Putting the Operational Focus Back on Logs

LogicMonitor’s LM Logs and its anomaly detection capabilities put the operational focus back on logs. In the alert and notification pane of the interface, you can see correlated logs and metrics together in a single pane of glass when troubleshooting outages in real-time, driving up to 80% improvement in MTTR.   

With LM Logs, advanced queries are not required. Logs are simple and easy to ingest, then mapped to a monitored device already in LogicMonitor. Ease of use is key and there is no query language learning curve required since the AI and anomaly detection do the initial work for you.  Additionally, no non-value-added engineering time is required to manually access the logs. 

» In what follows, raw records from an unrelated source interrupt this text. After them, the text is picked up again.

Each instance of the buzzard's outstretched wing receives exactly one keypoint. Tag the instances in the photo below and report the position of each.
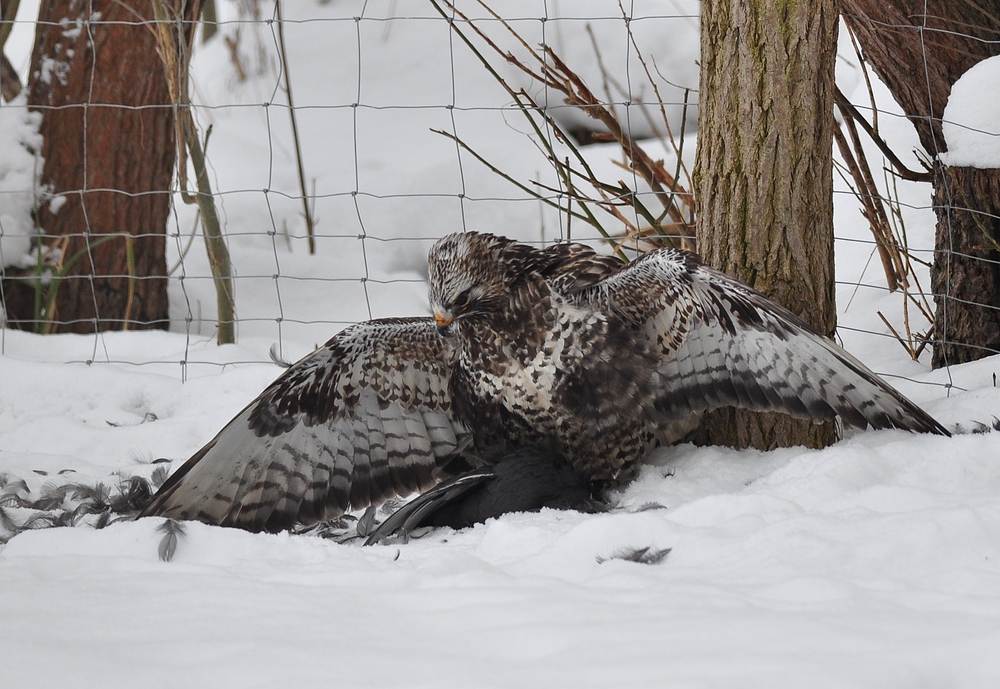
(724, 343)
(364, 418)
(525, 480)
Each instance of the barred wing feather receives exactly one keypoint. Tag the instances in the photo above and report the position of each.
(364, 418)
(723, 343)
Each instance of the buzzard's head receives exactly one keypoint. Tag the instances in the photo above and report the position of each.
(470, 273)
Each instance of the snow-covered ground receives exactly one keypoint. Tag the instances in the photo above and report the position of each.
(873, 563)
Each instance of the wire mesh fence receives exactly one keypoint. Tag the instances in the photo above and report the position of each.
(343, 138)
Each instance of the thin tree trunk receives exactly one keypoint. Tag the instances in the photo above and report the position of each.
(109, 151)
(920, 48)
(764, 174)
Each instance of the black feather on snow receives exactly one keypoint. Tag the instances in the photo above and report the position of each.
(561, 348)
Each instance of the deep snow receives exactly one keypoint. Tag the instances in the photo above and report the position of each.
(873, 563)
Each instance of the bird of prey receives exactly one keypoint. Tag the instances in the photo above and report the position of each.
(562, 348)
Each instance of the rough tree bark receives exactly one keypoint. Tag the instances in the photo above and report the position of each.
(109, 151)
(919, 48)
(764, 174)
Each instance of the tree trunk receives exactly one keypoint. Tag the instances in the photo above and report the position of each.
(764, 175)
(965, 277)
(920, 48)
(109, 151)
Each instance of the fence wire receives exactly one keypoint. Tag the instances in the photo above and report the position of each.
(381, 185)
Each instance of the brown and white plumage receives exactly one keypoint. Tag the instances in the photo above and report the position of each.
(561, 348)
(366, 417)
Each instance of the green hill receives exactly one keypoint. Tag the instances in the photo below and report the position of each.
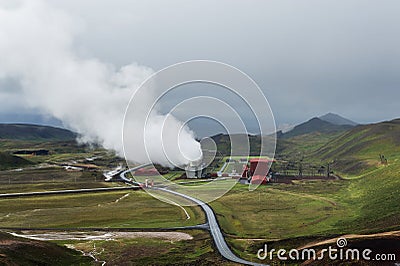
(8, 161)
(34, 132)
(360, 148)
(20, 251)
(315, 125)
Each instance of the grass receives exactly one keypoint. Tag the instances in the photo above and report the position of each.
(148, 251)
(137, 210)
(19, 251)
(49, 179)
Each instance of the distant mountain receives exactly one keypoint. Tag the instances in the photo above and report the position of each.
(337, 119)
(34, 132)
(8, 161)
(362, 146)
(315, 125)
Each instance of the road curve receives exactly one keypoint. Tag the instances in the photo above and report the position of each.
(214, 228)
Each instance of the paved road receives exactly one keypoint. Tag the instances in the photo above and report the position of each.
(214, 228)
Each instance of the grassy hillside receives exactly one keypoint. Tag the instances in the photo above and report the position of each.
(34, 132)
(360, 148)
(315, 125)
(8, 161)
(20, 251)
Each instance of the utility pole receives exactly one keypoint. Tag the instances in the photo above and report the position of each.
(328, 170)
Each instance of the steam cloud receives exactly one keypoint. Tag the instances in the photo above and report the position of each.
(89, 96)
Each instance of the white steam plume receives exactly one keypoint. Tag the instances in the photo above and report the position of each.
(89, 96)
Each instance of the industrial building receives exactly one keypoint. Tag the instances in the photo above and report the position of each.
(257, 171)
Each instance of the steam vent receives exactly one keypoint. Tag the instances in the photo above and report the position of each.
(194, 169)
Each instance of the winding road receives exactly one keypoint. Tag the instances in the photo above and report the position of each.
(213, 225)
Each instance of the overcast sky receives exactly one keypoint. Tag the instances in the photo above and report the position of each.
(309, 57)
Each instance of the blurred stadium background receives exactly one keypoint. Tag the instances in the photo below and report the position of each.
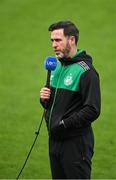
(24, 44)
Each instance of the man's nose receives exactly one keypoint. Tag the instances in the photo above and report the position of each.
(54, 44)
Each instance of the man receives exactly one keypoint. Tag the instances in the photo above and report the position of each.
(73, 103)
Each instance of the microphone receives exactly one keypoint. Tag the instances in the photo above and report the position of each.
(50, 65)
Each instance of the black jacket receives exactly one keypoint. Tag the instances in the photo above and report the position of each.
(75, 97)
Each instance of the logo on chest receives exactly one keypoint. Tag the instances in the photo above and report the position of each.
(68, 80)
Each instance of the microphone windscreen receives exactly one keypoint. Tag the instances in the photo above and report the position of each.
(50, 63)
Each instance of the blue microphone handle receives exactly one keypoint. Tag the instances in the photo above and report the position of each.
(48, 79)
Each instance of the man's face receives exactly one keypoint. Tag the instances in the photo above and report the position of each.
(60, 43)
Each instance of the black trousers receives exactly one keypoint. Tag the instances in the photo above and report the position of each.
(71, 159)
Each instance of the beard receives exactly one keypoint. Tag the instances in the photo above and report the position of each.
(65, 52)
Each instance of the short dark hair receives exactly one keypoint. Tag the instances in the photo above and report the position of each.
(69, 29)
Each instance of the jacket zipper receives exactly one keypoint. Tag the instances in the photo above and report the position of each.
(49, 121)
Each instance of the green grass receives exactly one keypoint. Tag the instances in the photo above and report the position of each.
(24, 44)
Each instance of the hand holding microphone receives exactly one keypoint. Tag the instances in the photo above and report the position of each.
(50, 65)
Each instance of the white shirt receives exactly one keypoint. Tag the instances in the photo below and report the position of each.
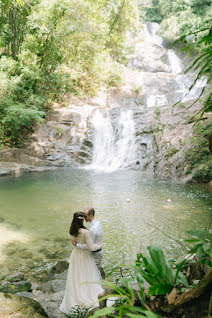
(95, 231)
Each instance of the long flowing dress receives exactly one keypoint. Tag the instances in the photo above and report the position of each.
(83, 280)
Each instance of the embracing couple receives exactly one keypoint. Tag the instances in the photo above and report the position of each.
(83, 280)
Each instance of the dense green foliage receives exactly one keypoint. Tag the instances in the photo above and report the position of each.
(198, 155)
(158, 272)
(163, 277)
(190, 22)
(177, 17)
(50, 49)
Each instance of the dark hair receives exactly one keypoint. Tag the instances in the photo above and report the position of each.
(77, 223)
(90, 211)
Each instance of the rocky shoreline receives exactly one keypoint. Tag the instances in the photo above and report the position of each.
(33, 300)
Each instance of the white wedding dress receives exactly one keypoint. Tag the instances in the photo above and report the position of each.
(83, 280)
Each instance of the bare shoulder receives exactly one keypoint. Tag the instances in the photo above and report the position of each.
(83, 231)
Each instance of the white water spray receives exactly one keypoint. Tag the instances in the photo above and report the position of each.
(114, 147)
(175, 62)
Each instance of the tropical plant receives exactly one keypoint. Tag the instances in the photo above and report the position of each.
(202, 64)
(202, 245)
(159, 273)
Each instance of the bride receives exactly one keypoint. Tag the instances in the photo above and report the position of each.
(83, 280)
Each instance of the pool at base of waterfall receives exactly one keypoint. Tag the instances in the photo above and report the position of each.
(135, 210)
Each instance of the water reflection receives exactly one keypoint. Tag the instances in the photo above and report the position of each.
(40, 207)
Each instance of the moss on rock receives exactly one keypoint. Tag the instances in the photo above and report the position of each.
(12, 306)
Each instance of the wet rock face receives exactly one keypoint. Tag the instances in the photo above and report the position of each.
(16, 306)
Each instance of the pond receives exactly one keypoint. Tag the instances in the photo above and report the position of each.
(36, 211)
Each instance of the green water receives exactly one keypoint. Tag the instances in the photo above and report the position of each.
(36, 211)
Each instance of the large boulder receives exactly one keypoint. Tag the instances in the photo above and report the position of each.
(20, 307)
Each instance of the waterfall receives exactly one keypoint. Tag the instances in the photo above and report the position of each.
(151, 30)
(114, 145)
(175, 62)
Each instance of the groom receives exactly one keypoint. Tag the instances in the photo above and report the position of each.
(95, 231)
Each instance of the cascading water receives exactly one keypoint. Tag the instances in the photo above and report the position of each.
(114, 145)
(175, 62)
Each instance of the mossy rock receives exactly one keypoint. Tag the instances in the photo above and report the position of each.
(13, 306)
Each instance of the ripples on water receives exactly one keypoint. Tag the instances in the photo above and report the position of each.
(36, 211)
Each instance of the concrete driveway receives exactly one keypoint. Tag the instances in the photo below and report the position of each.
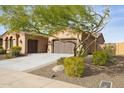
(30, 62)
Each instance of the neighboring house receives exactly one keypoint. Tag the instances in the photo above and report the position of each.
(30, 42)
(56, 46)
(1, 41)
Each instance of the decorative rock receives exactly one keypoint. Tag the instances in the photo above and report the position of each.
(58, 68)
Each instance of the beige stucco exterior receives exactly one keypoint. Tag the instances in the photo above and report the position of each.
(23, 41)
(119, 48)
(66, 34)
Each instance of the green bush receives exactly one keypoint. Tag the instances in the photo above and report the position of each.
(9, 55)
(2, 51)
(100, 58)
(74, 66)
(60, 61)
(15, 51)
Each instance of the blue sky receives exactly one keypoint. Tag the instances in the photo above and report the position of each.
(114, 30)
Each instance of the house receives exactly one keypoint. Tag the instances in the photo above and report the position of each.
(37, 43)
(56, 46)
(1, 41)
(29, 42)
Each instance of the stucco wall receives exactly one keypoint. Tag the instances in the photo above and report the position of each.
(21, 40)
(119, 48)
(1, 42)
(42, 42)
(62, 34)
(67, 34)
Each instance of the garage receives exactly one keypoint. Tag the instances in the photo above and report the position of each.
(32, 46)
(60, 47)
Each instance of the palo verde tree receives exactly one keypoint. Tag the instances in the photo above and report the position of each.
(48, 20)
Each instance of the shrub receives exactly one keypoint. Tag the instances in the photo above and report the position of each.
(60, 61)
(2, 51)
(74, 66)
(100, 58)
(15, 51)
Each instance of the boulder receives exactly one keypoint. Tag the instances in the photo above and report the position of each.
(58, 68)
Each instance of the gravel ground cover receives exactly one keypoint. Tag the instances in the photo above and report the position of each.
(92, 76)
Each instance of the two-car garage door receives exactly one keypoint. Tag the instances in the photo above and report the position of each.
(60, 47)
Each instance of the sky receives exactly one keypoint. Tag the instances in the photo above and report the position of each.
(114, 30)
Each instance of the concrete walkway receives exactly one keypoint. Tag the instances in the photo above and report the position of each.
(31, 61)
(16, 79)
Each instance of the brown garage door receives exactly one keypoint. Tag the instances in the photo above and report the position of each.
(32, 46)
(60, 47)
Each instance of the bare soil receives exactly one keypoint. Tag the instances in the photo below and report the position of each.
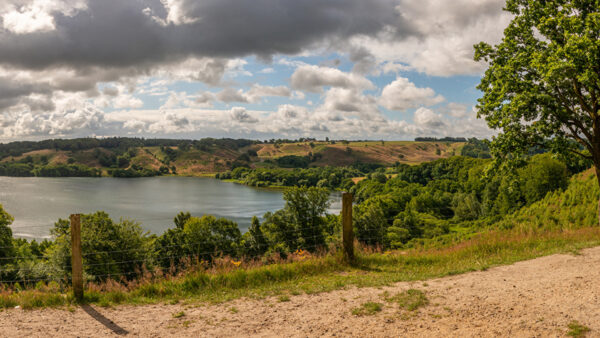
(536, 298)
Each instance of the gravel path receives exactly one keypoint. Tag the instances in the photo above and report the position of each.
(536, 298)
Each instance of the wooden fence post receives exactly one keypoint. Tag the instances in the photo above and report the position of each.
(76, 260)
(347, 232)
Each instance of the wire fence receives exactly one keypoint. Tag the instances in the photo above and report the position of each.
(127, 264)
(148, 261)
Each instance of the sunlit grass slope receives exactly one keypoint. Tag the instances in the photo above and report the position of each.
(563, 222)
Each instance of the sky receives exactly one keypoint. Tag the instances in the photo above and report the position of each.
(260, 69)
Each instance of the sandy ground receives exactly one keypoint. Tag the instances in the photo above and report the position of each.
(536, 298)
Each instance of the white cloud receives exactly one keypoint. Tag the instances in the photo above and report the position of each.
(441, 35)
(241, 115)
(402, 94)
(253, 95)
(312, 78)
(35, 16)
(127, 101)
(426, 118)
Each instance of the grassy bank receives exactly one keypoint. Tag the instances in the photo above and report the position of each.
(311, 274)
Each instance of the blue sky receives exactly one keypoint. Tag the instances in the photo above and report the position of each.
(354, 69)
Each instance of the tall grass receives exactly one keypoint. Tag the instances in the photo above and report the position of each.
(561, 222)
(320, 273)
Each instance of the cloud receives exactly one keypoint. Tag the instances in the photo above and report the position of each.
(126, 33)
(253, 95)
(313, 78)
(424, 117)
(241, 115)
(437, 37)
(127, 101)
(402, 94)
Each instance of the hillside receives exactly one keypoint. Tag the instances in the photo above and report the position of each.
(133, 157)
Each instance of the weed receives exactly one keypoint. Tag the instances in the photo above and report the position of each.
(367, 309)
(410, 299)
(577, 330)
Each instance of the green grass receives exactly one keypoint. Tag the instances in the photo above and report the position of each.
(367, 309)
(577, 330)
(321, 274)
(179, 314)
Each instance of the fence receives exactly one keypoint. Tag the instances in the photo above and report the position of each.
(77, 255)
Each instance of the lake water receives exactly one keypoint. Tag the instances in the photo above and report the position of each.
(36, 203)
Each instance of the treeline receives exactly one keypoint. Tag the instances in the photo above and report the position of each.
(59, 170)
(426, 204)
(119, 249)
(124, 143)
(443, 139)
(328, 177)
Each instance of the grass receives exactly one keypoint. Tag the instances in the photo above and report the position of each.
(367, 309)
(321, 274)
(577, 330)
(410, 300)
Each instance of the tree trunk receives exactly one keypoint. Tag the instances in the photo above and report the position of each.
(597, 167)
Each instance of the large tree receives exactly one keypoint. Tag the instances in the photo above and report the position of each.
(542, 87)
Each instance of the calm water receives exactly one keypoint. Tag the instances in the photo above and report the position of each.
(36, 203)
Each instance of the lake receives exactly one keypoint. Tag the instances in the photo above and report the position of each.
(36, 202)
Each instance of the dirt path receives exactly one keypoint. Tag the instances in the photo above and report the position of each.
(536, 298)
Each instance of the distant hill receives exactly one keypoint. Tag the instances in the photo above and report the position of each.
(128, 157)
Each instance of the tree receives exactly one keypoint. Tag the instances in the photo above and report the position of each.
(542, 87)
(181, 219)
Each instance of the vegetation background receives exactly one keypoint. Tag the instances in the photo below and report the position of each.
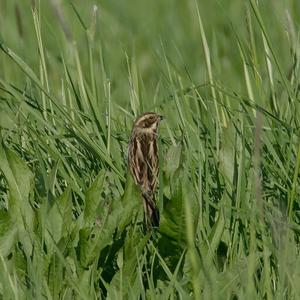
(75, 74)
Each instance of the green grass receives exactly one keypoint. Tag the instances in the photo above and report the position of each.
(73, 76)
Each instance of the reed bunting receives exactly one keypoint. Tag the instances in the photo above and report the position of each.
(143, 162)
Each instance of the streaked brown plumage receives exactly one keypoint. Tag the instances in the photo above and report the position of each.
(143, 162)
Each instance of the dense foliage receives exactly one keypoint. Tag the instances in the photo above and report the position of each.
(75, 74)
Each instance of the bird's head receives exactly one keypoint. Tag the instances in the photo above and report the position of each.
(148, 121)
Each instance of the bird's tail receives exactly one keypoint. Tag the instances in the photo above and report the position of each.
(150, 210)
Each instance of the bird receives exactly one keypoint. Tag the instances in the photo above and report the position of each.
(143, 162)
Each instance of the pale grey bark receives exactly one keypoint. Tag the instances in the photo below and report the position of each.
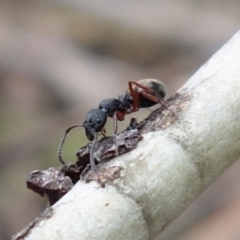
(167, 170)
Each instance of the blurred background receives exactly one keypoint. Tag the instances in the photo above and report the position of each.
(58, 59)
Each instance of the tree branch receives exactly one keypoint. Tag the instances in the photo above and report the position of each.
(168, 169)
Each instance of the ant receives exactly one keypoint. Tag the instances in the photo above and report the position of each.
(140, 94)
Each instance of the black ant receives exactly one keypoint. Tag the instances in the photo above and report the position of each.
(94, 123)
(141, 94)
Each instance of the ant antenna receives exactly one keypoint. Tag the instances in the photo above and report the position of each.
(63, 140)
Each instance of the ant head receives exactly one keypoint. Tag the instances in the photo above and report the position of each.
(125, 102)
(94, 123)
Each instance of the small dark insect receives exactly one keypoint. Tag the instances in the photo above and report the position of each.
(93, 124)
(140, 94)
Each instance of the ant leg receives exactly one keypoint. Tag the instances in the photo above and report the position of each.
(115, 127)
(63, 140)
(92, 161)
(103, 132)
(134, 96)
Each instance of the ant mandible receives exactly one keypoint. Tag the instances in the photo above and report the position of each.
(140, 94)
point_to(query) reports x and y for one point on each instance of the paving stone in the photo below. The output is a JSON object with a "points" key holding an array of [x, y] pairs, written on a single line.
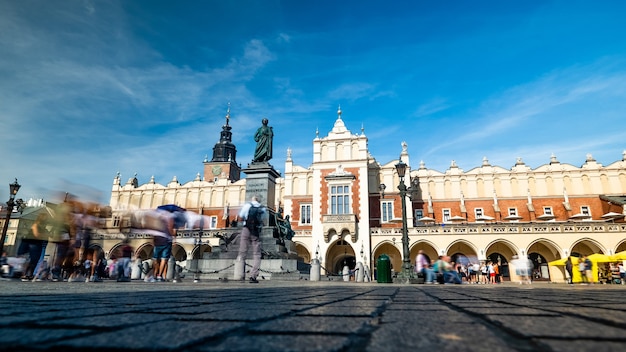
{"points": [[315, 316], [162, 335], [344, 325], [575, 345], [20, 338], [272, 343], [566, 327]]}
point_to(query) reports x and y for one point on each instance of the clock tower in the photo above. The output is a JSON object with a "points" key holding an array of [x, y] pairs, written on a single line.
{"points": [[223, 165]]}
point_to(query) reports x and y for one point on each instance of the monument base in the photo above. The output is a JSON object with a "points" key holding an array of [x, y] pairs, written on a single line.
{"points": [[271, 269]]}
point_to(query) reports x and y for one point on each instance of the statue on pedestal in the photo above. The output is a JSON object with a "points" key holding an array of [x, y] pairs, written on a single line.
{"points": [[263, 139]]}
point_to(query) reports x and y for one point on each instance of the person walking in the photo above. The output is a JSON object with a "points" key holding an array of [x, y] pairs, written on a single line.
{"points": [[589, 270], [250, 214], [582, 269], [34, 245], [421, 267]]}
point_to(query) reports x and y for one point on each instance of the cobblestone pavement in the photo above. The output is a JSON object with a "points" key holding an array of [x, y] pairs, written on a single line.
{"points": [[310, 316]]}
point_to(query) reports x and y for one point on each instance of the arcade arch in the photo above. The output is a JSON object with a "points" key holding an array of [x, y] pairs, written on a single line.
{"points": [[586, 246], [303, 252], [428, 248], [340, 254]]}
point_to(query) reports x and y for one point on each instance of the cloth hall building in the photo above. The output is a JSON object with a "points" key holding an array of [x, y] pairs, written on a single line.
{"points": [[345, 207]]}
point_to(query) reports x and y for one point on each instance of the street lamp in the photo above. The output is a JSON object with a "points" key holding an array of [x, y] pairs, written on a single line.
{"points": [[13, 187], [406, 274]]}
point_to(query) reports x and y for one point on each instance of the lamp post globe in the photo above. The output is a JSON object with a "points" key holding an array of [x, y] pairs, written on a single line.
{"points": [[406, 275], [13, 189]]}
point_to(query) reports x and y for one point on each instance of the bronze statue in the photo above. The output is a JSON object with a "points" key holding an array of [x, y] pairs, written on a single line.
{"points": [[263, 139]]}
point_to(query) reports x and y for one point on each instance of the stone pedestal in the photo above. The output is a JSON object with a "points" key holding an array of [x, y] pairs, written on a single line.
{"points": [[261, 181]]}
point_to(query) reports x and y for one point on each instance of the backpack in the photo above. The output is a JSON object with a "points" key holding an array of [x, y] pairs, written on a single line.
{"points": [[254, 221]]}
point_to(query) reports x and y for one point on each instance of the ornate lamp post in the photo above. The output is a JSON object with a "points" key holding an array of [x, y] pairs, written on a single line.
{"points": [[406, 275], [13, 187]]}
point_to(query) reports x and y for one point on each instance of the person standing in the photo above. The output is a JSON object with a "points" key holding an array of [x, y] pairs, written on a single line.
{"points": [[581, 269], [421, 267], [250, 236], [569, 270], [589, 270]]}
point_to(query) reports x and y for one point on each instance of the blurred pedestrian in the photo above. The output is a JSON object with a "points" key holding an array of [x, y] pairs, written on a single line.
{"points": [[582, 269], [569, 270], [589, 270], [421, 267], [123, 262], [33, 244], [251, 213]]}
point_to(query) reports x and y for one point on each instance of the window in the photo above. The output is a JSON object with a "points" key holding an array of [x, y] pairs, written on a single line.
{"points": [[446, 214], [305, 214], [386, 211], [585, 210], [339, 200]]}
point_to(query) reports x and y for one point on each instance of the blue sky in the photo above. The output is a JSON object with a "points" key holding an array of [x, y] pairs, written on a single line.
{"points": [[90, 88]]}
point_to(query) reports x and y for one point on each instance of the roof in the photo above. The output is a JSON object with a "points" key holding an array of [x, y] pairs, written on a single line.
{"points": [[619, 200]]}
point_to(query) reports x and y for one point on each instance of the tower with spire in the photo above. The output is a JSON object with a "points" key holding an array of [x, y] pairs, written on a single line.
{"points": [[223, 165]]}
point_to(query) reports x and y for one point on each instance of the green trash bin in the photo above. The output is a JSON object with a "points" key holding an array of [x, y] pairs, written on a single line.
{"points": [[383, 269]]}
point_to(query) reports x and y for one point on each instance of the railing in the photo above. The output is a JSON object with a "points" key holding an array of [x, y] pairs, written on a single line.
{"points": [[339, 218], [501, 228]]}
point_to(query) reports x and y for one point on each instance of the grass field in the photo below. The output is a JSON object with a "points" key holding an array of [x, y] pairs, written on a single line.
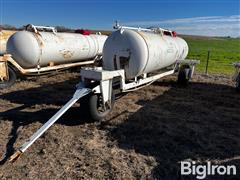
{"points": [[223, 52]]}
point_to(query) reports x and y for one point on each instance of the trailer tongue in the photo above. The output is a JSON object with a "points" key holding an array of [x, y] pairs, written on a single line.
{"points": [[80, 92], [129, 63]]}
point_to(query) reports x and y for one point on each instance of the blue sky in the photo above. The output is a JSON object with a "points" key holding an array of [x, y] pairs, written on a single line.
{"points": [[202, 17]]}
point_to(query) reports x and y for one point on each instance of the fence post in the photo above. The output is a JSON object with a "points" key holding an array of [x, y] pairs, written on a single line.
{"points": [[208, 55]]}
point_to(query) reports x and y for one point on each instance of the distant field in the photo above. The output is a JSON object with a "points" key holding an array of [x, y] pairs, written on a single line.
{"points": [[223, 52]]}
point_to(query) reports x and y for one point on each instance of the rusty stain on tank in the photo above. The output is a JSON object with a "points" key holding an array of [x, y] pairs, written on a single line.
{"points": [[4, 35], [66, 53]]}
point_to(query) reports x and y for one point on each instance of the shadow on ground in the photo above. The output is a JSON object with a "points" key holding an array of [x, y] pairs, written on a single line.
{"points": [[33, 104]]}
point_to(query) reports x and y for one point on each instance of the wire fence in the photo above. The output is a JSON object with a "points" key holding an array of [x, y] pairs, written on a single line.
{"points": [[215, 61]]}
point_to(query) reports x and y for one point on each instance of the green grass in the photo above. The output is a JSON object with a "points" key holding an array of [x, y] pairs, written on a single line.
{"points": [[223, 52]]}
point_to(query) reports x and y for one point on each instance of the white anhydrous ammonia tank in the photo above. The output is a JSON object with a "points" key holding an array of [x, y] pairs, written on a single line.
{"points": [[4, 35], [140, 52], [31, 49]]}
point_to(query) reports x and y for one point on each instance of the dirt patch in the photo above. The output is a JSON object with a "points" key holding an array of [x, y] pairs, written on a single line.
{"points": [[146, 136]]}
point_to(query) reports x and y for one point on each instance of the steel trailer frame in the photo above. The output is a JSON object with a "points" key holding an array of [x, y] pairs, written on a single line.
{"points": [[105, 79]]}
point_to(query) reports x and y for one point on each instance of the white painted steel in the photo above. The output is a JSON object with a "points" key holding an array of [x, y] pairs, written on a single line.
{"points": [[139, 52], [31, 49], [4, 35], [77, 95]]}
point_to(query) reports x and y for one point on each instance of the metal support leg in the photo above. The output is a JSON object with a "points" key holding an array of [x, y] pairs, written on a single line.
{"points": [[77, 95]]}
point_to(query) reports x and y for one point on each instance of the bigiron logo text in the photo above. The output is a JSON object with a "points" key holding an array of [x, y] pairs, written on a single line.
{"points": [[201, 171]]}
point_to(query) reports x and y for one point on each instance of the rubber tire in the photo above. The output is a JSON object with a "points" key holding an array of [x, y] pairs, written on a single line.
{"points": [[88, 108], [183, 77], [238, 83], [11, 80]]}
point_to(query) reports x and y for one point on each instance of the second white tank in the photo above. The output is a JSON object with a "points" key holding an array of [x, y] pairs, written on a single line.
{"points": [[31, 49], [139, 52]]}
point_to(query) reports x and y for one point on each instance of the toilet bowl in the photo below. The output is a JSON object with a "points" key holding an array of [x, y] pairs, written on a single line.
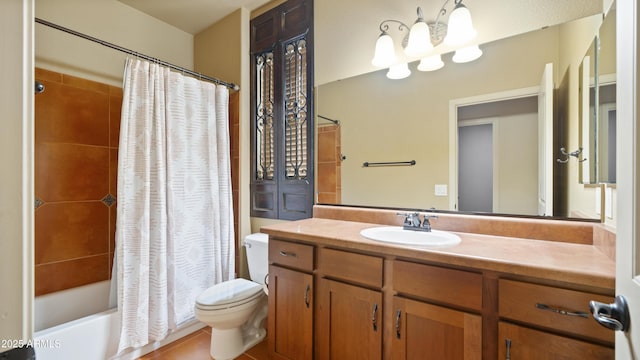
{"points": [[236, 309]]}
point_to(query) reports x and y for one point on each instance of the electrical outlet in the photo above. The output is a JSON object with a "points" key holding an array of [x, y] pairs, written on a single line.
{"points": [[441, 190]]}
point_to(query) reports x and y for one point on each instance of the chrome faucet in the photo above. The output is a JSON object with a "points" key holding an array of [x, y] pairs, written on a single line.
{"points": [[412, 221]]}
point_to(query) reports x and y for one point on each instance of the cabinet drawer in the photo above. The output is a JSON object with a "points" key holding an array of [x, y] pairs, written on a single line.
{"points": [[293, 255], [456, 287], [348, 266], [551, 308]]}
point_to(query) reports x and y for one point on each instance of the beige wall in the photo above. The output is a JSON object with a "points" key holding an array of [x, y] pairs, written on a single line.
{"points": [[111, 21], [16, 161]]}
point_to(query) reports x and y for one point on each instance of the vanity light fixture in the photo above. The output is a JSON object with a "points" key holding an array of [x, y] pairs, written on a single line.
{"points": [[422, 37]]}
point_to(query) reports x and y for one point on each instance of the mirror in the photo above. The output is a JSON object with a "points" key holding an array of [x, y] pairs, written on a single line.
{"points": [[408, 121], [598, 106], [606, 121]]}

Beyond the basic logs use cases, early adopters have quickly leaned on pipeline alerts to trigger notifications based on any log condition in order to get a real-time notification if the problem returns. Teams have also been quick to leverage anomaly views. They are able to use this information in weekly reviews with their teams to discuss if those anomalies should be turned into pipeline alerts to give them real-time visibility into that event happening again. 

In just a short time we’ve seen customers small and large leverage LM Logs as an operations-specific log tool, even though they already have a SIEM or security-based tool. Logs for Ops. 

The SIEM is here to stay and the importance of logs in security remains king, but the evolution of logs is shifting full circle back to the operations center. LogicMonitor and LM Logs is smack dab in the middle of that shift.